Merchants on the other hand also temporarily halted operations demanding that Government reconsiders the retention percentage, which would allow the merchants to take away 70 percent of the money they made and leave 30 percent in the country. Their argument was that they borrowed 100 percent when they came to buy the golden leaf, so going and leaving a chunk of their earnings, would see them failing to repay their loans back home. 

However, the same merchants have also been fingered in a conspiracy to erect impregnable price ceilings that always leave the farmers poorer at the end of the marketing season.

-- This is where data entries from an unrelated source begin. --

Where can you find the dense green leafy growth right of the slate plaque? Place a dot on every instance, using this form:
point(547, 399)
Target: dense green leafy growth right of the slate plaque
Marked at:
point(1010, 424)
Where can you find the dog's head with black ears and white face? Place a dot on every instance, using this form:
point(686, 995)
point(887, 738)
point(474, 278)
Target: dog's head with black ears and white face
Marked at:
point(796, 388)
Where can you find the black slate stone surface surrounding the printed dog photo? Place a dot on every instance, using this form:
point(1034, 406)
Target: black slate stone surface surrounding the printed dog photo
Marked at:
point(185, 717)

In a way, these challenges and a host of others that may not have hogged the limelight, have influenced the latest developments in the industry that must be giving all stakeholders some anxious moments.

Statistics from the Tobacco Industry and Marketing Board (TIMB) show that by November 29, 2019 a total of 140 257 farmers had registered to grow tobacco for the 2019/20 season, marking a 15 percent decline from last season’s 165 130 farmers during the corresponding period.

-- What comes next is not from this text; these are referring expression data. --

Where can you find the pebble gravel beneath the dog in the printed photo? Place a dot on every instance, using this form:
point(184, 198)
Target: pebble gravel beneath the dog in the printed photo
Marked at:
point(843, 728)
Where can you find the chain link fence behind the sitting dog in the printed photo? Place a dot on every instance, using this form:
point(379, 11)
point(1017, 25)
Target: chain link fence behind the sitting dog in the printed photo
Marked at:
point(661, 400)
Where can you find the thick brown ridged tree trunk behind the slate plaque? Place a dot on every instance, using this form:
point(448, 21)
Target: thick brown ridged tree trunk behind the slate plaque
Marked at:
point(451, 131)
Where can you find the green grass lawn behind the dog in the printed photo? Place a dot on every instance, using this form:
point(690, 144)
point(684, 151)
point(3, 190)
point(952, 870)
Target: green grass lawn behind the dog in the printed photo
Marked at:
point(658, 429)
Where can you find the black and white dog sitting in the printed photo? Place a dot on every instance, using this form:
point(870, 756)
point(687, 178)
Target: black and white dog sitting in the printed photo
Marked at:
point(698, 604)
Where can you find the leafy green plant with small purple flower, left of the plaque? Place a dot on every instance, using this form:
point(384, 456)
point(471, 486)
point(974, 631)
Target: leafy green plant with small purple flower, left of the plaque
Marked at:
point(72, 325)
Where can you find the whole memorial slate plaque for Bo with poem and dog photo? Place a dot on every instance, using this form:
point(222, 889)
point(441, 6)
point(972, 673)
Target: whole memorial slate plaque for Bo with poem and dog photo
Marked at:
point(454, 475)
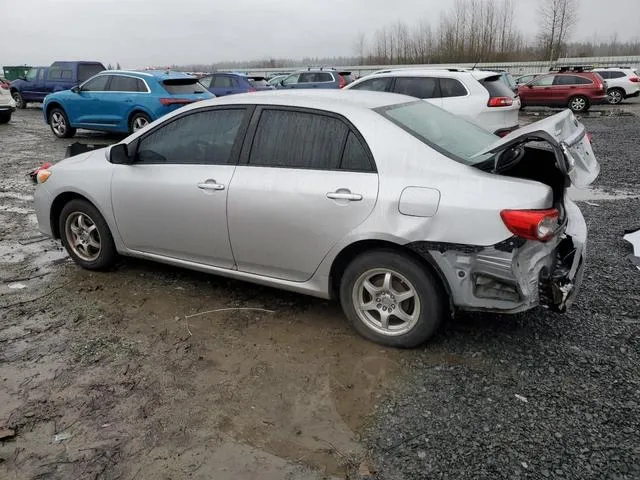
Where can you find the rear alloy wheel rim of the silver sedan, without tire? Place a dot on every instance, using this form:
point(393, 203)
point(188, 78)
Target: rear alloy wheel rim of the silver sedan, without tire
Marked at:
point(386, 302)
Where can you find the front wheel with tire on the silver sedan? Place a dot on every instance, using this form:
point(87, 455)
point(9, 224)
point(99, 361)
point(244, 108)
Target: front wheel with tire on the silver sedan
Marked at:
point(86, 236)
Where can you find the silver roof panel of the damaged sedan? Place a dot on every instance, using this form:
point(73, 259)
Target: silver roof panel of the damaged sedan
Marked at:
point(338, 101)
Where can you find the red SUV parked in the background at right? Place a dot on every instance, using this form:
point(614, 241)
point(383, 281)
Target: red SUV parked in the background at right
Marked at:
point(576, 90)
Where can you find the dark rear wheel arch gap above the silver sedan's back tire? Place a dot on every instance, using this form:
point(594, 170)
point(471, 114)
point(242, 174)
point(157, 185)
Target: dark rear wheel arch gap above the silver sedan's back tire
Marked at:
point(351, 251)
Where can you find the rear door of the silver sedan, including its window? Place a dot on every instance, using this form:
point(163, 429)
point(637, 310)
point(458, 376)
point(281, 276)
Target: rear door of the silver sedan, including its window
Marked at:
point(304, 181)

TIMB also indicated that the number of farmers registering for the first time to grow tobacco had gone down by 80 percent from 36 117 farmers in 2018 to the current 7 355 in a development the board’s chief executive officer, Dr Matibiri attributed to difficulties in mobilising resources to venture into tobacco that farmers are facing, while other reasons also include shortages or even lack of water for establishing seedbeds in time.

Additionally, a total of 135 998 hectares has since been put under tobacco countrywide down from last year’s 42 010 hectares during the same period, which on the surface could be blamed on depleted water resources and electricity outages, yet most farmers that talked to this publication cited the marketing hassles and the poor prices as the biggest problem.

This time around a total of 12 733ha has been committed to the irrigated tobacco countrywide, while last year a total of 16 345ha had been put under irrigated tobacco, which marks a yawning gap that should also get stakeholders pondering on their next move to revive the waning interest by farmers. The dryland crop has also not been spared with a total of 23 365ha being planted to date, while last year a total of 25 665ha had been planted during the corresponding period.

For now, the only thing to bring grins to the faces of stakeholders is the revenue generated from exports in the 2019 season, which have eclipsed that of 2018. Tobacco exports to the Far East have hit 80 212 tonnes for the 2019 marketing season compared to 63 992 tonnes in the 2018 marketing season. 

It is also refreshing to note that markets from the African continent are also absorbing quite a chunk of Zimbabwe’s tobacco after having accounted for 43 487 tonnes by November 28, 2019, although last year’s figure was higher at 62 792 tonnes.